RadarDopplerFFT#

Overview#

Doppler FFT (Fast Fourier Transform) is a critical signal processing step in radar systems that follows Range FFT in the radar processing pipeline. It transforms range-processed data from the slow time domain into the frequency domain to extract target velocity (Doppler) information. By performing a 1D FFT along the slow time (chirp) dimension for each antenna channel and range bin, the module converts range profiles into range-Doppler maps, where each frequency bin corresponds to a specific radial velocity. The output of Doppler FFT enables velocity estimation and is used as input for subsequent steps such as peak detection and angle estimation.

Windowing is essential for minimizing spectral leakage in Doppler FFT processing, similar to Range FFT. This module supports multiple window types (e.g., Hanning, Hamming) with different coefficients defined. Users can select or configure the window function according to their application requirements to achieve optimal velocity resolution and sidelobe suppression.

Algorithm Description#

The Doppler FFT operator performs a 1D FFT along the slow time (chirp) dimension for each antenna channel and range bin. The input is a 3D tensor of shape (chirps x channels x range bins) from the Range FFT output. If transpose output mode is disabled, the output maintains the same 3D tensor structure but transforms the chirp dimension into Doppler (velocity) bins, resulting in a range-Doppler map of shape (Doppler bins x channels x range bins). If transpose output mode is enabled, the output will transpose the range bins dimension with the Doppler bins dimension, resulting in a range-Doppler map of shape (range bins x channels x Doppler bins). To achieve optimal performance, the implementation uses a mixed radix-2, radix-3, radix-4, and radix-5 FFT algorithms. The number of chirps must be in the range [2, 1024) and must be factorizable using only factors of 2, 3, 4, and 5.

Implementation Details#

Parameters#

  • Input tensor with shape (chirps x channels x range bins) and data type complex int32.
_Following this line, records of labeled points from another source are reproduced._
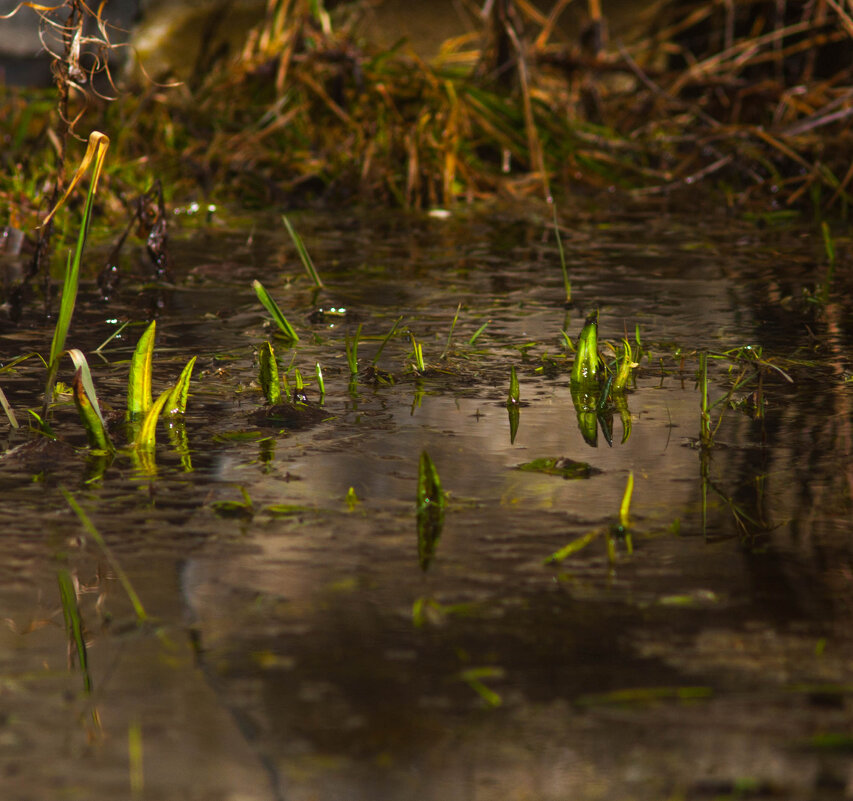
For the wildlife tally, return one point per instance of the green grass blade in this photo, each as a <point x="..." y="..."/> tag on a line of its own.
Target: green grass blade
<point x="145" y="438"/>
<point x="303" y="254"/>
<point x="141" y="615"/>
<point x="268" y="374"/>
<point x="352" y="351"/>
<point x="625" y="507"/>
<point x="74" y="624"/>
<point x="626" y="365"/>
<point x="82" y="366"/>
<point x="139" y="378"/>
<point x="4" y="402"/>
<point x="176" y="403"/>
<point x="96" y="432"/>
<point x="573" y="547"/>
<point x="585" y="368"/>
<point x="431" y="502"/>
<point x="567" y="284"/>
<point x="97" y="150"/>
<point x="450" y="335"/>
<point x="476" y="335"/>
<point x="514" y="391"/>
<point x="272" y="307"/>
<point x="386" y="338"/>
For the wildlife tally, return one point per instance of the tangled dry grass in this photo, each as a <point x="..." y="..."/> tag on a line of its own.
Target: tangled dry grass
<point x="753" y="99"/>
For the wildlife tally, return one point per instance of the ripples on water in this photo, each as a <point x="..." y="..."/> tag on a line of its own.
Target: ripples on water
<point x="285" y="662"/>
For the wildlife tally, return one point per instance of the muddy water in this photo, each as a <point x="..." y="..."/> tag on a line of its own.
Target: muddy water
<point x="298" y="650"/>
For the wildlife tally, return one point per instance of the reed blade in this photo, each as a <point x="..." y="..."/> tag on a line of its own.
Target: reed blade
<point x="97" y="150"/>
<point x="139" y="378"/>
<point x="74" y="624"/>
<point x="10" y="413"/>
<point x="176" y="403"/>
<point x="431" y="503"/>
<point x="96" y="432"/>
<point x="307" y="263"/>
<point x="272" y="307"/>
<point x="585" y="368"/>
<point x="268" y="374"/>
<point x="146" y="437"/>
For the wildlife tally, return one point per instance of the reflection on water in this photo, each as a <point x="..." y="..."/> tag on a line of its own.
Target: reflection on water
<point x="299" y="650"/>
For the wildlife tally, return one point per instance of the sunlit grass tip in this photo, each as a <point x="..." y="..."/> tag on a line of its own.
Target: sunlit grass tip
<point x="307" y="263"/>
<point x="272" y="307"/>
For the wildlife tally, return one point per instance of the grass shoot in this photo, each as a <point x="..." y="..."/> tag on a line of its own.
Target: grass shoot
<point x="74" y="624"/>
<point x="417" y="354"/>
<point x="385" y="339"/>
<point x="567" y="284"/>
<point x="450" y="334"/>
<point x="96" y="432"/>
<point x="586" y="366"/>
<point x="431" y="503"/>
<point x="141" y="615"/>
<point x="351" y="346"/>
<point x="268" y="374"/>
<point x="271" y="306"/>
<point x="514" y="397"/>
<point x="96" y="151"/>
<point x="307" y="263"/>
<point x="176" y="404"/>
<point x="476" y="335"/>
<point x="139" y="377"/>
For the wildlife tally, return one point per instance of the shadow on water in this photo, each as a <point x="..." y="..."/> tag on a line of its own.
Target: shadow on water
<point x="301" y="649"/>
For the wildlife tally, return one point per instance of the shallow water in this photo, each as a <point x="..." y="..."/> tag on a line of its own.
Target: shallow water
<point x="287" y="657"/>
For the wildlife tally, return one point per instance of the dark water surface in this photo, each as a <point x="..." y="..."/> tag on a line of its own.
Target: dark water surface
<point x="299" y="650"/>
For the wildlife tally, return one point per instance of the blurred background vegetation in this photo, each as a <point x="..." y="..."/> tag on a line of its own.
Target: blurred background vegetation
<point x="423" y="104"/>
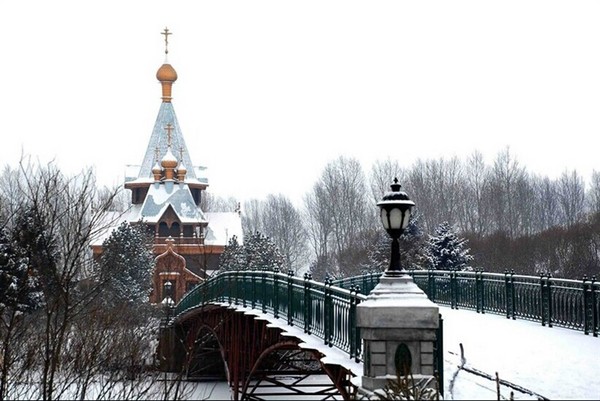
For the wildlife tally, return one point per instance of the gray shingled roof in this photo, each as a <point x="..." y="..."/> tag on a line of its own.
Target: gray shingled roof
<point x="166" y="115"/>
<point x="178" y="196"/>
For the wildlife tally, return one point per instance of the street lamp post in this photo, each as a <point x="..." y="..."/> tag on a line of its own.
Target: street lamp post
<point x="167" y="298"/>
<point x="394" y="210"/>
<point x="398" y="323"/>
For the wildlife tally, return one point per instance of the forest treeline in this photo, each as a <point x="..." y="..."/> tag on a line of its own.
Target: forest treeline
<point x="513" y="219"/>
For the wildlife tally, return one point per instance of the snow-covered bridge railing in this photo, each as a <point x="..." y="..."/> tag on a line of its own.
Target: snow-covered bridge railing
<point x="573" y="304"/>
<point x="320" y="309"/>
  • Output tensor with shape (Doppler bins x channels x range bins) if transpose output mode is disabled or (range bins x channels x Doppler bins) if transpose output mode is enabled and data type complex int32.

Dataflow Configuration#

  • Use 1 SQDF (SequenceDataflow) to transfer the twiddle factors and the coefficients of the window function from DRAM to VMEM.

  • Use 1 input and 1 output SQDFs to split the whole input/output tensor into tiles and transfer them between DRAM and VMEM one by one.

    • The width of the input tile equals to 8 batches per tile and the height equals to the number of chirps.

    • If transpose output mode is disabled, the width of the output tile equals to 8 batches per tile and the height equals to the number of Doppler bins.

    • If transpose output mode is enabled, the width of the output tile equals to the number of Doppler bins and the height equals to 8 batches per tile.

VMEM Buffer Allocation#

  • 1 buffer with data type int32 to store the twiddle factors and 1 buffer with data type int32 to store the coefficients of the window function.

  • 1 input with data type int32 and double buffering to store the data of each tiles reading from the input tensor.

  • 1 output with data type int32 and double buffering to store the data of each tiles writing to the output tensor.

  • 1 temporary buffer with data type int32 to store the data for transpose operation.

Workflow Implementation#

The kernels of the Doppler FFT operator are implemented with high performance fixed-point vectorized instructions on PVA with the following steps:

  1. The windowing function.

  2. \(ceil(log_4(N))-1\) stages of the fft_batched_radix4 function with radix-4 operation.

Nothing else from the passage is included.